Berkat dianulirnya gol tersebut, Portugal berhasil mempertahankan keunggulan dan memastikan diri lolos ke babak 16 besar. Roberto Martinez menyatakan bahwa meskipun ia menghormati semangat juang Kroasia, semua keputusan wasit dalam laga itu sudah benar.
Pernyataan Roberto Martinez mengenai penggunaan teknologi dalam pertandingan:
- Bola resmi yang digunakan saat ini sudah dilengkapi dengan cip khusus untuk akurasi data yang tinggi.
- Alasan di balik setiap intervensi VAR terlihat sangat jelas dan dapat dipertanggungjawabkan secara teknis.
- Keputusan penalti yang diberikan untuk Portugal merupakan keputusan yang bersih dan tepat.
- Hasil akhir pertandingan murni ditentukan oleh keadilan di lapangan, bukan karena faktor keberuntungan salah satu tim.
Martinez menambahkan bahwa sangat disayangkan salah satu tim hebat harus tersingkir dalam drama tersebut.
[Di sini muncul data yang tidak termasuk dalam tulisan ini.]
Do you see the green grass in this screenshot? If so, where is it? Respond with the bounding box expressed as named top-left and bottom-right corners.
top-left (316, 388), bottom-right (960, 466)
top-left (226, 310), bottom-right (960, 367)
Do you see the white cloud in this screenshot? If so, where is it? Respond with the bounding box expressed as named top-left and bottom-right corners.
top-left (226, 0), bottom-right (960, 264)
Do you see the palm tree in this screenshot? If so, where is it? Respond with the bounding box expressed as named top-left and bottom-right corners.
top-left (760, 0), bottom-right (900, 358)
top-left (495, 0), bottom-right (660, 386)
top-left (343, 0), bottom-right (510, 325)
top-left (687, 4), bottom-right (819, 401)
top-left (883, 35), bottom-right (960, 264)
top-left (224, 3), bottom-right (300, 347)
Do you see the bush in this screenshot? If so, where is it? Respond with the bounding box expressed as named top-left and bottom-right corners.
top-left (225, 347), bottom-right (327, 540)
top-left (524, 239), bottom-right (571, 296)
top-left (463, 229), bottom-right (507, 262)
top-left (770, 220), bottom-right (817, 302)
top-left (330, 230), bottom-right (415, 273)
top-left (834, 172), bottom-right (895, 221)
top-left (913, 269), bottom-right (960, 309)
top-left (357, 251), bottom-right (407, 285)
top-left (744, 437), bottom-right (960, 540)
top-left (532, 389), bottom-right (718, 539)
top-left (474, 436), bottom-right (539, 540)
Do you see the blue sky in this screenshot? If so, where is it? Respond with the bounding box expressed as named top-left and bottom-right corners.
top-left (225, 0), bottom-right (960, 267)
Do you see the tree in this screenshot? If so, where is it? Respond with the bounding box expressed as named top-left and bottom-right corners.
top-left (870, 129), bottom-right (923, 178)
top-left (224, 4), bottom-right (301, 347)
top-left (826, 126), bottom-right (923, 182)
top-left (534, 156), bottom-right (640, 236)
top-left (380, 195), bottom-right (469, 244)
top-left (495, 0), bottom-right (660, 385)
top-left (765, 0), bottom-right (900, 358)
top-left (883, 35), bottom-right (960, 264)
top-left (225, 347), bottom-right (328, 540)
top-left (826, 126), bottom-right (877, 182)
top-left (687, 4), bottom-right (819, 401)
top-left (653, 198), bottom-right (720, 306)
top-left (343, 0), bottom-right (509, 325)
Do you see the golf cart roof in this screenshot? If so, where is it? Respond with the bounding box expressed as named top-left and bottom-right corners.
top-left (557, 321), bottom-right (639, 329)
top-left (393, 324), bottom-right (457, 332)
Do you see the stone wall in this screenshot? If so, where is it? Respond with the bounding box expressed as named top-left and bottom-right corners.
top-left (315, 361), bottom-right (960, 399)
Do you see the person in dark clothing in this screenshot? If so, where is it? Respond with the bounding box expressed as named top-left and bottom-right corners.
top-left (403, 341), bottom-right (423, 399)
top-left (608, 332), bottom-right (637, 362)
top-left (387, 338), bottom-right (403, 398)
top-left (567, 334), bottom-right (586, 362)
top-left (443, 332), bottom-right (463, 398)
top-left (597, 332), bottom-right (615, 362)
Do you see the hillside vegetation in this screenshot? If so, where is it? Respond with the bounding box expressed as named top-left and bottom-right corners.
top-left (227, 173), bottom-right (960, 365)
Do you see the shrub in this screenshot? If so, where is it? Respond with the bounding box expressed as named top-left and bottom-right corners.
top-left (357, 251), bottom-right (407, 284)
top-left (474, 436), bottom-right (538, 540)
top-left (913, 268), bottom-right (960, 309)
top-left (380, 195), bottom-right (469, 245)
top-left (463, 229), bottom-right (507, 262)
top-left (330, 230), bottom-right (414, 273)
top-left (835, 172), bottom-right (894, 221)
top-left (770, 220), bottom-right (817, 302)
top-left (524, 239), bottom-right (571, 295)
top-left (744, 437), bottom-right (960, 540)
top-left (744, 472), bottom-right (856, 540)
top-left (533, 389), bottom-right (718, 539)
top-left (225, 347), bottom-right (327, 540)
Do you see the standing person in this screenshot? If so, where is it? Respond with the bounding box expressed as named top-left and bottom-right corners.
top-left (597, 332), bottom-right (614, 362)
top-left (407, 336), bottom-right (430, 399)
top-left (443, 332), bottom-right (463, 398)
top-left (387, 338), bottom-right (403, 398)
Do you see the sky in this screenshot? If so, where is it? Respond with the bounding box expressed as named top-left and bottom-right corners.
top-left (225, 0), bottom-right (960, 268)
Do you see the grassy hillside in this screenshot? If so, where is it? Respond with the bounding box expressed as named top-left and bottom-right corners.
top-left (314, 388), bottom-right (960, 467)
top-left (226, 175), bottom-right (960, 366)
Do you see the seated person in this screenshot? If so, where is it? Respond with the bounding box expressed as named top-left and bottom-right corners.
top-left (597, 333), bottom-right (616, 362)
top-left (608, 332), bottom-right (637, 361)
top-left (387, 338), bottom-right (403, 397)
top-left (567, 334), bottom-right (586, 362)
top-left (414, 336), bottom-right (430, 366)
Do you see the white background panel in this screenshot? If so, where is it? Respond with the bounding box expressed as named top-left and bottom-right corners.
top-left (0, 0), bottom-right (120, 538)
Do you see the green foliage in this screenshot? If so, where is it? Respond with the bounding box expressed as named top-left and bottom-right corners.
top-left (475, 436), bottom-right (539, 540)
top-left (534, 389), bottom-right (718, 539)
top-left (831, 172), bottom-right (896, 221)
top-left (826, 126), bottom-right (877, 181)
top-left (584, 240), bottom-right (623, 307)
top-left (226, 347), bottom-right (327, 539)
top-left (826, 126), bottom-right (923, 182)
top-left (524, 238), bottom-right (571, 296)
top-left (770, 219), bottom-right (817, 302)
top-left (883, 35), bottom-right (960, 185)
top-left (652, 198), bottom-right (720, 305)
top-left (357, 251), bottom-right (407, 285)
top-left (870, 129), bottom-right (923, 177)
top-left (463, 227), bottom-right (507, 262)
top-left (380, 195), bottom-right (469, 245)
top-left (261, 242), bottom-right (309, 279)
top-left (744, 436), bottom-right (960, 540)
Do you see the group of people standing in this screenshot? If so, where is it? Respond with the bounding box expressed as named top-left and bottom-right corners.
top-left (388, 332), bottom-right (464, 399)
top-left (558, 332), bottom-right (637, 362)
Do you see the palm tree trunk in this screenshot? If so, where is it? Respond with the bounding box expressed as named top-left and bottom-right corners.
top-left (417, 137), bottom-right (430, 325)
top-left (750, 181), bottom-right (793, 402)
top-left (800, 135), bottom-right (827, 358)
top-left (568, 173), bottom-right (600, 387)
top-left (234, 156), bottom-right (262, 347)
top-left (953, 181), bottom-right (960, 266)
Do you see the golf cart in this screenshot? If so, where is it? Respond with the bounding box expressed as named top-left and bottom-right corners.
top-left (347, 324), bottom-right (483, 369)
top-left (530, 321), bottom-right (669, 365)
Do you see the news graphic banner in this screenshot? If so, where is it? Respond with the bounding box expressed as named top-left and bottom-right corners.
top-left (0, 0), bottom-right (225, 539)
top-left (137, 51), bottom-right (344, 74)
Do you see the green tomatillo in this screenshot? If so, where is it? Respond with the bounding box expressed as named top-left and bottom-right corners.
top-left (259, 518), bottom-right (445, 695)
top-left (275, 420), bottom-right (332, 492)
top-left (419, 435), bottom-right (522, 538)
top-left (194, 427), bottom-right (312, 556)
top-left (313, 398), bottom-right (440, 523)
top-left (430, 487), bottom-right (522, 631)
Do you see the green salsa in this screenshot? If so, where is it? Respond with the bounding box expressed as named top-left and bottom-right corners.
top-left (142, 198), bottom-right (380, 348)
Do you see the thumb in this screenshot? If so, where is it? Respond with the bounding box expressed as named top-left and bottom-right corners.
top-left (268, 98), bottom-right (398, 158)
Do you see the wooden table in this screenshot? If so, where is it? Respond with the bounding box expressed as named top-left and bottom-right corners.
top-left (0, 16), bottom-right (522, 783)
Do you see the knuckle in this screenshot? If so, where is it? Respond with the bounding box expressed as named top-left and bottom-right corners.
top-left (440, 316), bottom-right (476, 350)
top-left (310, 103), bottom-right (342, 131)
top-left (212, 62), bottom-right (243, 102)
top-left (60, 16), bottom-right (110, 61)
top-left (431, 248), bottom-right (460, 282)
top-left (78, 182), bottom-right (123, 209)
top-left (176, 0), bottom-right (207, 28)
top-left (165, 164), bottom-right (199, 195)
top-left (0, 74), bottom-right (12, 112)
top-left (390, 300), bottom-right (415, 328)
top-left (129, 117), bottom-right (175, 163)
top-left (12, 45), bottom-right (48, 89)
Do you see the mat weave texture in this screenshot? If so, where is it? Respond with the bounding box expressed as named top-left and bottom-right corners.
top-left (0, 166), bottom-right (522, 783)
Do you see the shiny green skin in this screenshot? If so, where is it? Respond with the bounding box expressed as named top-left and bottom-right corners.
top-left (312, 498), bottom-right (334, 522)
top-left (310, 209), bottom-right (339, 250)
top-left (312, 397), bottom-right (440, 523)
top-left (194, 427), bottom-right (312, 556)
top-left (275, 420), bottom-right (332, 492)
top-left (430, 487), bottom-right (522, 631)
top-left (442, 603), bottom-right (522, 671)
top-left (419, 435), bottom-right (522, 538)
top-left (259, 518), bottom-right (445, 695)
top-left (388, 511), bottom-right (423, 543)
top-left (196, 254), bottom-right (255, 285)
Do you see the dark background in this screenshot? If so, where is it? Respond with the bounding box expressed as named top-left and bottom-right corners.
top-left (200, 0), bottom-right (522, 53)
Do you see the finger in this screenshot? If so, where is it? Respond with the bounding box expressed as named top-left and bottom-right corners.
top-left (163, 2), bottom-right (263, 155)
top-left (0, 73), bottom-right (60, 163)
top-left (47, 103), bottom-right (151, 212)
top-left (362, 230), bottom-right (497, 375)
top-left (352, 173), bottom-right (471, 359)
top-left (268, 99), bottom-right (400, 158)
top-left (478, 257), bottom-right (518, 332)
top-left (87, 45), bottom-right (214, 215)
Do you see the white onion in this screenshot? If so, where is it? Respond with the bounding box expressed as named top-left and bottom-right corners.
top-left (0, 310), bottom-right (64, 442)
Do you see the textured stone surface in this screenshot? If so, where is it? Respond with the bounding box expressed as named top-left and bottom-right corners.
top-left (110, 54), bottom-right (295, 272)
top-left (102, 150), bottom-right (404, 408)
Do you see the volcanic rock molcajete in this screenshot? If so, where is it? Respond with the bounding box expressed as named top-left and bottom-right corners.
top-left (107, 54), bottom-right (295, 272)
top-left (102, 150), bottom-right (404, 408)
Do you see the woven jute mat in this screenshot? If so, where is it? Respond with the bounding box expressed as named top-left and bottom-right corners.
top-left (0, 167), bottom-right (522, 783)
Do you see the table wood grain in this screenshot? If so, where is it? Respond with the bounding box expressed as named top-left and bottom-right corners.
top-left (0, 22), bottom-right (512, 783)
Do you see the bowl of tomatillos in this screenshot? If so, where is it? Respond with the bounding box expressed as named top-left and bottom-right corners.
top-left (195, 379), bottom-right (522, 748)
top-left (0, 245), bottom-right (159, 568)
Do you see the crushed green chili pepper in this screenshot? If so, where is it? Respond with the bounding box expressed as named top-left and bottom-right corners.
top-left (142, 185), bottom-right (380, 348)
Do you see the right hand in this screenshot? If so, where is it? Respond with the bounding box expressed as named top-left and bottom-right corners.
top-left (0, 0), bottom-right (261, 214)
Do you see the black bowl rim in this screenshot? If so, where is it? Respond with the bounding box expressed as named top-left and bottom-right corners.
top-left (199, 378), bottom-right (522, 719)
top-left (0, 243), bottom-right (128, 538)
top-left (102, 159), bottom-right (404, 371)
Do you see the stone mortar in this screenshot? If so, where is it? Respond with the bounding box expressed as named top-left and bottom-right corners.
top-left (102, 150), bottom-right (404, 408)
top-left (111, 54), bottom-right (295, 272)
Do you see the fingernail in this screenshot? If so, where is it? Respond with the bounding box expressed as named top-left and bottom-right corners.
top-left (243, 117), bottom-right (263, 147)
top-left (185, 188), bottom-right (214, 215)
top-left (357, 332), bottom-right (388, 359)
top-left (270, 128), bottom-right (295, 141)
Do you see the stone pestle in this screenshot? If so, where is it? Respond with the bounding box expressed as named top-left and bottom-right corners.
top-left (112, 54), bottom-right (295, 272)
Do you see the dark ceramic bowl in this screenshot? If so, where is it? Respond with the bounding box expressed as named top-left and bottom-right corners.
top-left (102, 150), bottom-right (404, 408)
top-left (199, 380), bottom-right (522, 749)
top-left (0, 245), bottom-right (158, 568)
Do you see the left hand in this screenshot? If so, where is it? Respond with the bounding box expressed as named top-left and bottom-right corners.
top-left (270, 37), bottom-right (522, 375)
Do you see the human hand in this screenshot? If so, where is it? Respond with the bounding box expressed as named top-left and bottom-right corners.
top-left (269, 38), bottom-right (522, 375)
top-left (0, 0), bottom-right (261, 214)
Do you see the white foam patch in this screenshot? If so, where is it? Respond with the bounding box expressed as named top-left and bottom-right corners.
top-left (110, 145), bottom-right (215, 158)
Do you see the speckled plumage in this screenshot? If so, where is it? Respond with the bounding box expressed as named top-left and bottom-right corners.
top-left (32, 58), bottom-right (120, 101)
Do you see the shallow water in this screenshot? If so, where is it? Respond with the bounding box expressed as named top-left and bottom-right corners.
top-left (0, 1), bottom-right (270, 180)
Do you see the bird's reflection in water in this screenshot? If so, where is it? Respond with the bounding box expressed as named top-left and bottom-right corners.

Namun, ia menekankan bahwa integritas pertandingan tetap terjaga berkat bantuan teknologi modern yang minim kesalahan.
Rekor Cristiano Ronaldo dan Pertemuan dengan Spanyol
Kemenangan Portugal juga diwarnai dengan pencapaian gemilang Cristiano Ronaldo yang kini telah menginjak usia 41 tahun. Ronaldo resmi menjadi pemain tertua yang mampu mencetak gol di fase gugur Piala Dunia melalui eksekusi penalti yang tenang.
Setelah pertandingan usai, suasana haru menyelimuti lapangan saat Ronaldo menghampiri mantan rekan setimnya, Luka Modric. Gelandang veteran Kroasia tersebut diprediksi akan segera mengakhiri karier internasionalnya setelah kekalahan menyakitkan ini.
Berikut adalah ringkasan singkat mengenai jalannya pertandingan antara Portugal melawan Kroasia:
| Kategori | Detail Informasi |
|---|---|
| Skor Akhir | Portugal 2-1 Kroasia |
| Lokasi Pertandingan | Stadion Toronto, Kanada |
| Gol yang Dianulir | 4 Gol (3 Kroasia, 1 Portugal) |
| Pencetak Gol Penentu | Cristiano Ronaldo (Penalti) |
| Lawan Berikutnya | Spanyol (Babak 16 Besar) |
Tabel di atas merangkum poin-poin penting dari laga penuh drama yang membawa Portugal melaju ke fase berikutnya. Kemenangan ini sekaligus mengukuhkan posisi Portugal sebagai salah satu kandidat kuat di sisa turnamen.
Kini, Portugal bersiap menghadapi tantangan besar di babak 16 besar melawan Spanyol. Tim Matador sendiri melangkah ke fase gugur dengan modal kepercayaan diri tinggi setelah menundukkan Austria dengan skor telak 3-0.